Blegh

Jun. 16th, 2009 08:32 pm
dragonimp: (One of those days)
[personal profile] dragonimp
Writing has ... not been happening, the last several days. Work has been crazy busy with the summer reading game starting, but I was off Sunday and today and just .. haven't been able to write. I got a little done on Sunday, but nowhere near what I wanted. It's not that I don't know what's going to happen, the plot actually resolved itself fairly well Sunday, but when I sit down to write everything that tries to come out is flat and clunky. Like I've regressed back to high school or something.

I read over some of my fics and parts of them read like a tennis shoe in the dryer. And I think, why didn't anyone tell me this was awkward? Then I remember that most people are afraid to leave negative comments. And I start thinking that everyone's just being nice and is too polite (or scared) to tell me it sucks. And, oh yeah, did I mention I've kinda been in one of my "the internet fucking SUCKS" moods lately?

Really, though, I think I've been worn out from work and either allergies or a mild cold/flu (probably allergies), which hasn't been the best for my mood OR any sort of thinking.
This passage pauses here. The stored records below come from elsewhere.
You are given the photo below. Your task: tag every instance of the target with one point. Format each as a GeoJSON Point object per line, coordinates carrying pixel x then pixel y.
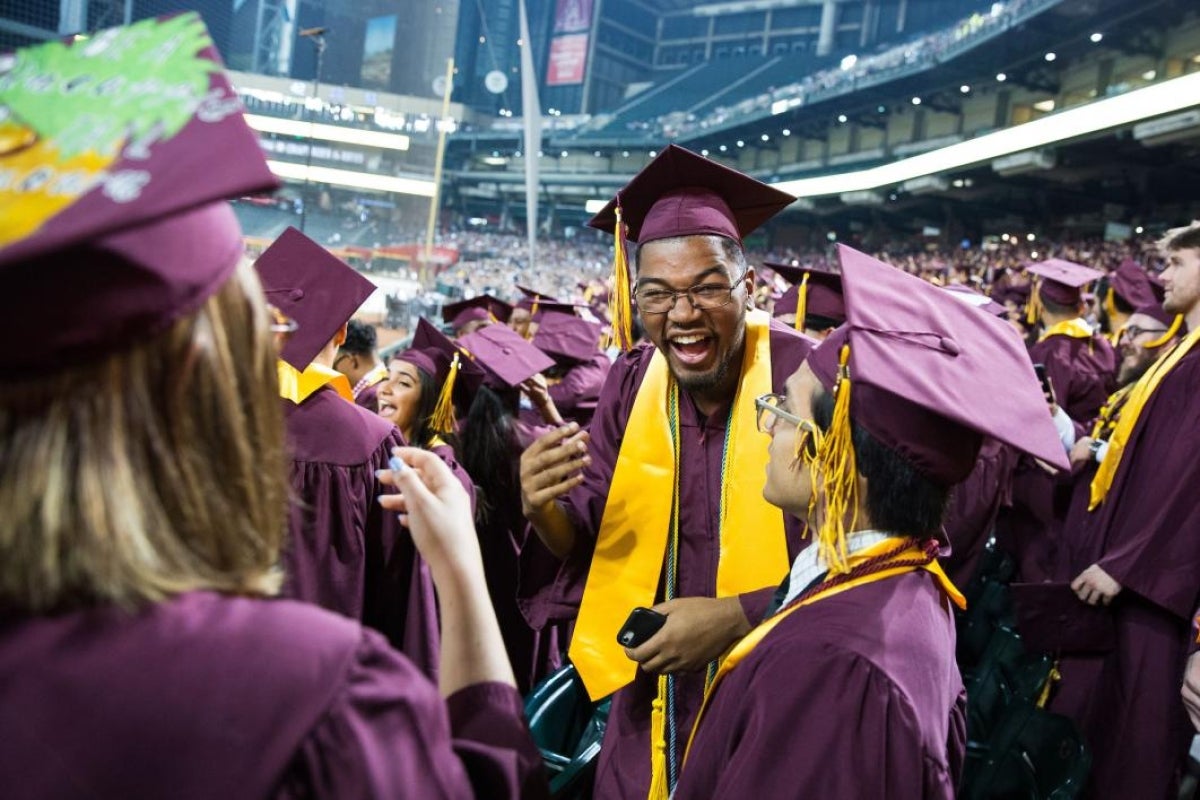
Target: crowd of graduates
{"type": "Point", "coordinates": [743, 503]}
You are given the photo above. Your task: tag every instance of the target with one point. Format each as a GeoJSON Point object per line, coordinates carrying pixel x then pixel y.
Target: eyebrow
{"type": "Point", "coordinates": [719, 269]}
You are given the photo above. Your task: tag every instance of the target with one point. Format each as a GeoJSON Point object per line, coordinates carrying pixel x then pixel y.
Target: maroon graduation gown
{"type": "Point", "coordinates": [973, 509]}
{"type": "Point", "coordinates": [853, 696]}
{"type": "Point", "coordinates": [1145, 536]}
{"type": "Point", "coordinates": [624, 768]}
{"type": "Point", "coordinates": [1081, 372]}
{"type": "Point", "coordinates": [210, 696]}
{"type": "Point", "coordinates": [345, 553]}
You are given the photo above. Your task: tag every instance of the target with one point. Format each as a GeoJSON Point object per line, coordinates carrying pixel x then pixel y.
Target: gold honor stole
{"type": "Point", "coordinates": [639, 515]}
{"type": "Point", "coordinates": [1075, 329]}
{"type": "Point", "coordinates": [1131, 411]}
{"type": "Point", "coordinates": [298, 386]}
{"type": "Point", "coordinates": [751, 639]}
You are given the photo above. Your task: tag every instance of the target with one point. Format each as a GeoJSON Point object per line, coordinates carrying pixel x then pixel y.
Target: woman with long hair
{"type": "Point", "coordinates": [143, 479]}
{"type": "Point", "coordinates": [493, 435]}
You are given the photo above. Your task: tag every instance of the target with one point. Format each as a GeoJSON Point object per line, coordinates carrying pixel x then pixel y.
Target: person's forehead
{"type": "Point", "coordinates": [682, 257]}
{"type": "Point", "coordinates": [799, 388]}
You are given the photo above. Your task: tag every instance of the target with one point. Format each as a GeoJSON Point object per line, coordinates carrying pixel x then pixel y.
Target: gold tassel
{"type": "Point", "coordinates": [802, 302]}
{"type": "Point", "coordinates": [443, 420]}
{"type": "Point", "coordinates": [659, 780]}
{"type": "Point", "coordinates": [838, 476]}
{"type": "Point", "coordinates": [1033, 307]}
{"type": "Point", "coordinates": [1110, 305]}
{"type": "Point", "coordinates": [1176, 324]}
{"type": "Point", "coordinates": [622, 311]}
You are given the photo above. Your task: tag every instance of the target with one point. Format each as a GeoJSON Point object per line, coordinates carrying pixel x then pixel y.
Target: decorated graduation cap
{"type": "Point", "coordinates": [507, 358]}
{"type": "Point", "coordinates": [814, 293]}
{"type": "Point", "coordinates": [313, 287]}
{"type": "Point", "coordinates": [1131, 286]}
{"type": "Point", "coordinates": [436, 355]}
{"type": "Point", "coordinates": [113, 205]}
{"type": "Point", "coordinates": [679, 193]}
{"type": "Point", "coordinates": [927, 376]}
{"type": "Point", "coordinates": [1062, 281]}
{"type": "Point", "coordinates": [567, 337]}
{"type": "Point", "coordinates": [483, 307]}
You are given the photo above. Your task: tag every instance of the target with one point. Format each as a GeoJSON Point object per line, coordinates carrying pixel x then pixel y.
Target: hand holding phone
{"type": "Point", "coordinates": [640, 626]}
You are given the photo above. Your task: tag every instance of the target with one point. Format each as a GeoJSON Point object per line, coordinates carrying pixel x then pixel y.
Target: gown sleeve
{"type": "Point", "coordinates": [389, 734]}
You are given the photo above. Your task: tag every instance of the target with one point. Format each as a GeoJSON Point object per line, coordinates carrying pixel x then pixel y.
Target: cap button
{"type": "Point", "coordinates": [949, 346]}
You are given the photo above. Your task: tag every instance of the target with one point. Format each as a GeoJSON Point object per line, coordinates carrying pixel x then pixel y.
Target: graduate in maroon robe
{"type": "Point", "coordinates": [1133, 552]}
{"type": "Point", "coordinates": [493, 437]}
{"type": "Point", "coordinates": [580, 368]}
{"type": "Point", "coordinates": [850, 687]}
{"type": "Point", "coordinates": [693, 296]}
{"type": "Point", "coordinates": [343, 553]}
{"type": "Point", "coordinates": [358, 361]}
{"type": "Point", "coordinates": [143, 479]}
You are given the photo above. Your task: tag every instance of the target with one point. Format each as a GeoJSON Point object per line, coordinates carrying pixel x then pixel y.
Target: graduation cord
{"type": "Point", "coordinates": [671, 732]}
{"type": "Point", "coordinates": [880, 563]}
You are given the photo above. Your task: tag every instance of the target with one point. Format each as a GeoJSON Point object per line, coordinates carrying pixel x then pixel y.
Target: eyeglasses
{"type": "Point", "coordinates": [1134, 331]}
{"type": "Point", "coordinates": [771, 410]}
{"type": "Point", "coordinates": [809, 435]}
{"type": "Point", "coordinates": [705, 296]}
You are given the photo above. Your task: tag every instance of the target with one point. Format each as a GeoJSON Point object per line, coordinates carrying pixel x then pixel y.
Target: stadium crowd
{"type": "Point", "coordinates": [658, 517]}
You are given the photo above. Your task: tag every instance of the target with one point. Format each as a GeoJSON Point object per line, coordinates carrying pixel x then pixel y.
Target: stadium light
{"type": "Point", "coordinates": [328, 132]}
{"type": "Point", "coordinates": [1156, 100]}
{"type": "Point", "coordinates": [295, 172]}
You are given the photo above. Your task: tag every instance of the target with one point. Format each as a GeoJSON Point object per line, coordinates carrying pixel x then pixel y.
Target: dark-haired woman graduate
{"type": "Point", "coordinates": [493, 435]}
{"type": "Point", "coordinates": [849, 689]}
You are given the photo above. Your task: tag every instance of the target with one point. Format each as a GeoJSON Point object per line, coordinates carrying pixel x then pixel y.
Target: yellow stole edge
{"type": "Point", "coordinates": [631, 543]}
{"type": "Point", "coordinates": [298, 386]}
{"type": "Point", "coordinates": [1131, 413]}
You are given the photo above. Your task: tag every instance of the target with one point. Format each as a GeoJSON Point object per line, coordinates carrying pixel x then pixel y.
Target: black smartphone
{"type": "Point", "coordinates": [641, 625]}
{"type": "Point", "coordinates": [1047, 386]}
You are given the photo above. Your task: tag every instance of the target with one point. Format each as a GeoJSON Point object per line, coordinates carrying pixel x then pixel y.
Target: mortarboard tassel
{"type": "Point", "coordinates": [1033, 307]}
{"type": "Point", "coordinates": [443, 419]}
{"type": "Point", "coordinates": [622, 305]}
{"type": "Point", "coordinates": [1176, 324]}
{"type": "Point", "coordinates": [802, 302]}
{"type": "Point", "coordinates": [839, 475]}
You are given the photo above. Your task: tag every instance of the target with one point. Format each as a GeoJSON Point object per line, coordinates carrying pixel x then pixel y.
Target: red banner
{"type": "Point", "coordinates": [568, 59]}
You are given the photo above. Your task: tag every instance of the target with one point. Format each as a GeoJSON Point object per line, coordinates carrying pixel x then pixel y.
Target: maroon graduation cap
{"type": "Point", "coordinates": [817, 292]}
{"type": "Point", "coordinates": [432, 352]}
{"type": "Point", "coordinates": [1131, 283]}
{"type": "Point", "coordinates": [462, 313]}
{"type": "Point", "coordinates": [567, 337]}
{"type": "Point", "coordinates": [931, 377]}
{"type": "Point", "coordinates": [1063, 281]}
{"type": "Point", "coordinates": [114, 223]}
{"type": "Point", "coordinates": [681, 193]}
{"type": "Point", "coordinates": [313, 287]}
{"type": "Point", "coordinates": [507, 358]}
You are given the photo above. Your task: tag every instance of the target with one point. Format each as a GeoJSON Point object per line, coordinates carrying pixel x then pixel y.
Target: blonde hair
{"type": "Point", "coordinates": [149, 471]}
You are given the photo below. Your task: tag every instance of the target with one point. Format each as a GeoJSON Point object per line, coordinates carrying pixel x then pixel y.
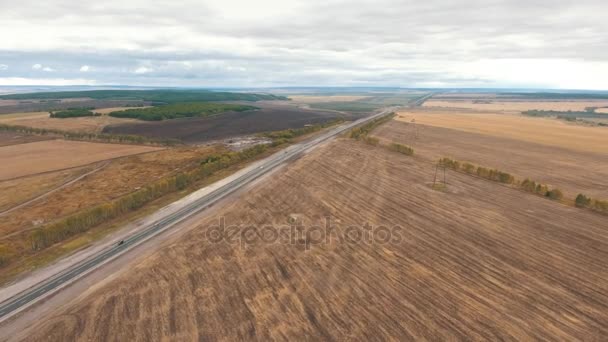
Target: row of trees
{"type": "Point", "coordinates": [286, 136]}
{"type": "Point", "coordinates": [73, 113]}
{"type": "Point", "coordinates": [502, 177]}
{"type": "Point", "coordinates": [80, 222]}
{"type": "Point", "coordinates": [101, 137]}
{"type": "Point", "coordinates": [583, 201]}
{"type": "Point", "coordinates": [180, 110]}
{"type": "Point", "coordinates": [401, 149]}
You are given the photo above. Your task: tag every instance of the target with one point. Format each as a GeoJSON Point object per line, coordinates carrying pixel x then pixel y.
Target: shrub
{"type": "Point", "coordinates": [554, 194]}
{"type": "Point", "coordinates": [401, 149]}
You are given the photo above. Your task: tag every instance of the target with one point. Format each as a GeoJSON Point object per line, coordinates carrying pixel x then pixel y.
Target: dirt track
{"type": "Point", "coordinates": [572, 171]}
{"type": "Point", "coordinates": [480, 261]}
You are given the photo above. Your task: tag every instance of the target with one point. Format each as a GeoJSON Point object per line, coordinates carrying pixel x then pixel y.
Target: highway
{"type": "Point", "coordinates": [39, 291]}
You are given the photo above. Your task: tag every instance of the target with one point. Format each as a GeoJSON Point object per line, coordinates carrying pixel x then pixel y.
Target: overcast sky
{"type": "Point", "coordinates": [261, 43]}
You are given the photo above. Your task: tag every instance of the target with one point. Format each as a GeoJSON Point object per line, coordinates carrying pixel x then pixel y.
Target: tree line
{"type": "Point", "coordinates": [73, 113]}
{"type": "Point", "coordinates": [179, 110]}
{"type": "Point", "coordinates": [582, 201]}
{"type": "Point", "coordinates": [101, 137]}
{"type": "Point", "coordinates": [502, 177]}
{"type": "Point", "coordinates": [82, 221]}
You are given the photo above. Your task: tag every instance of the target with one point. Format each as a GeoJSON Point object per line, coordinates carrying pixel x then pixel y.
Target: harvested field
{"type": "Point", "coordinates": [516, 105]}
{"type": "Point", "coordinates": [44, 156]}
{"type": "Point", "coordinates": [112, 179]}
{"type": "Point", "coordinates": [477, 262]}
{"type": "Point", "coordinates": [572, 171]}
{"type": "Point", "coordinates": [91, 124]}
{"type": "Point", "coordinates": [230, 124]}
{"type": "Point", "coordinates": [26, 106]}
{"type": "Point", "coordinates": [14, 138]}
{"type": "Point", "coordinates": [537, 130]}
{"type": "Point", "coordinates": [19, 190]}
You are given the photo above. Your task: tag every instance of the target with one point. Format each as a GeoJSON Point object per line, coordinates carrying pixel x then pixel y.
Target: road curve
{"type": "Point", "coordinates": [24, 299]}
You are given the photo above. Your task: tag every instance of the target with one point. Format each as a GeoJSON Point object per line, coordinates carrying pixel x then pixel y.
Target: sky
{"type": "Point", "coordinates": [558, 44]}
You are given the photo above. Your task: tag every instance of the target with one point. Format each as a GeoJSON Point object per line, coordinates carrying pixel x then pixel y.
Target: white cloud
{"type": "Point", "coordinates": [22, 81]}
{"type": "Point", "coordinates": [143, 70]}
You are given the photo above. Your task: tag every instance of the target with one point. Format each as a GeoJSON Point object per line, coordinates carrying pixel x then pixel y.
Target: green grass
{"type": "Point", "coordinates": [179, 110]}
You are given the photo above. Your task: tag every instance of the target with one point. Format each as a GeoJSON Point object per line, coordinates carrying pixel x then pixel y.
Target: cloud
{"type": "Point", "coordinates": [142, 70]}
{"type": "Point", "coordinates": [405, 43]}
{"type": "Point", "coordinates": [23, 81]}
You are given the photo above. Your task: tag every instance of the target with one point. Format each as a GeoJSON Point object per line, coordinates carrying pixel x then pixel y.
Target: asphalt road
{"type": "Point", "coordinates": [28, 297]}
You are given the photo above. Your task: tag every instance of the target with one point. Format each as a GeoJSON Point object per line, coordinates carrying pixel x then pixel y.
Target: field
{"type": "Point", "coordinates": [570, 170]}
{"type": "Point", "coordinates": [51, 155]}
{"type": "Point", "coordinates": [536, 130]}
{"type": "Point", "coordinates": [13, 138]}
{"type": "Point", "coordinates": [518, 105]}
{"type": "Point", "coordinates": [104, 181]}
{"type": "Point", "coordinates": [271, 117]}
{"type": "Point", "coordinates": [42, 120]}
{"type": "Point", "coordinates": [478, 261]}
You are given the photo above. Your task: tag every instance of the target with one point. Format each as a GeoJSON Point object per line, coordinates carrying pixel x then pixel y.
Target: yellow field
{"type": "Point", "coordinates": [115, 109]}
{"type": "Point", "coordinates": [537, 130]}
{"type": "Point", "coordinates": [331, 98]}
{"type": "Point", "coordinates": [516, 106]}
{"type": "Point", "coordinates": [43, 156]}
{"type": "Point", "coordinates": [42, 120]}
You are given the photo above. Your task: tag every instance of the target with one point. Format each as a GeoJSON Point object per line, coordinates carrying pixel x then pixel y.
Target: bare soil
{"type": "Point", "coordinates": [271, 117]}
{"type": "Point", "coordinates": [477, 261]}
{"type": "Point", "coordinates": [13, 138]}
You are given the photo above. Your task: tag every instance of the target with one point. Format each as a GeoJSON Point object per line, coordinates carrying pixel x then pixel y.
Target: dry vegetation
{"type": "Point", "coordinates": [328, 98]}
{"type": "Point", "coordinates": [516, 106]}
{"type": "Point", "coordinates": [477, 261]}
{"type": "Point", "coordinates": [570, 170]}
{"type": "Point", "coordinates": [110, 181]}
{"type": "Point", "coordinates": [82, 124]}
{"type": "Point", "coordinates": [44, 156]}
{"type": "Point", "coordinates": [536, 130]}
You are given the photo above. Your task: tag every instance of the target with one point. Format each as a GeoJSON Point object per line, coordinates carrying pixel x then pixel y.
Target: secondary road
{"type": "Point", "coordinates": [30, 296]}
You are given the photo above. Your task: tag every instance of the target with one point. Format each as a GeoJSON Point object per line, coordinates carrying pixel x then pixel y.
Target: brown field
{"type": "Point", "coordinates": [114, 109]}
{"type": "Point", "coordinates": [93, 124]}
{"type": "Point", "coordinates": [271, 117]}
{"type": "Point", "coordinates": [517, 105]}
{"type": "Point", "coordinates": [537, 130]}
{"type": "Point", "coordinates": [571, 171]}
{"type": "Point", "coordinates": [13, 138]}
{"type": "Point", "coordinates": [111, 179]}
{"type": "Point", "coordinates": [477, 262]}
{"type": "Point", "coordinates": [19, 190]}
{"type": "Point", "coordinates": [51, 155]}
{"type": "Point", "coordinates": [329, 98]}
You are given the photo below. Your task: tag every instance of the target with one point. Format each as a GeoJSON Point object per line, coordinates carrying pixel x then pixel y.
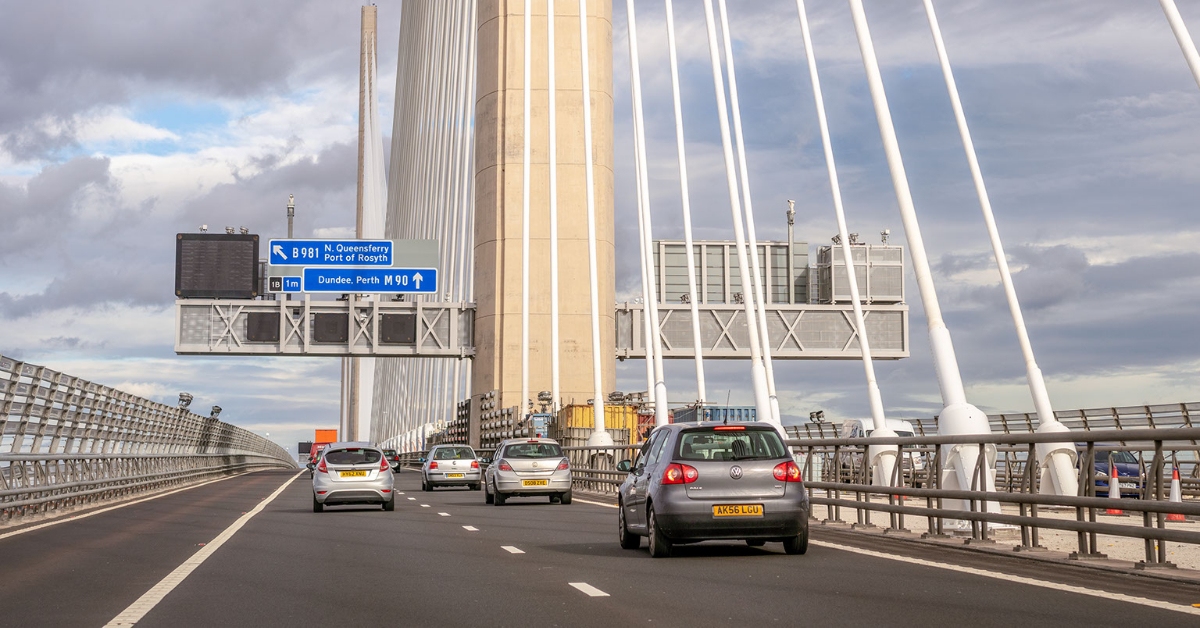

I did get a tiny bit of painting done today, so it wasn't all wasted. I really should wash my watercolor palette, though, it's running out of clean places to mix colors. And now my wrist hurts.

Date: 2009-06-17 09:35 pm (UTC)
From: [identity profile] dragonimp.livejournal.com
The irony is, I want to write. I've had rough times where I've felt obligated but actually wanted to be working on something else, but this isn't really that. This part just .. isn't coming well. Being tired probably has a lot to do with it.

Yeah, I don't really give concrits very often for much the same reasons, which, as I stated in a recent post, is a bit hypocritical of me. But fear of author reaction is a big reason, too c_c;. I don't really expect crits, I'm just aware that flaws aren't likely to be pointed out.

Rainjoy offered to beta the charity fic for me, but otherwise, I appear to be functionally betaless. Seaweed_fma had offered, but I tried contacting her a couple times and haven't heard back.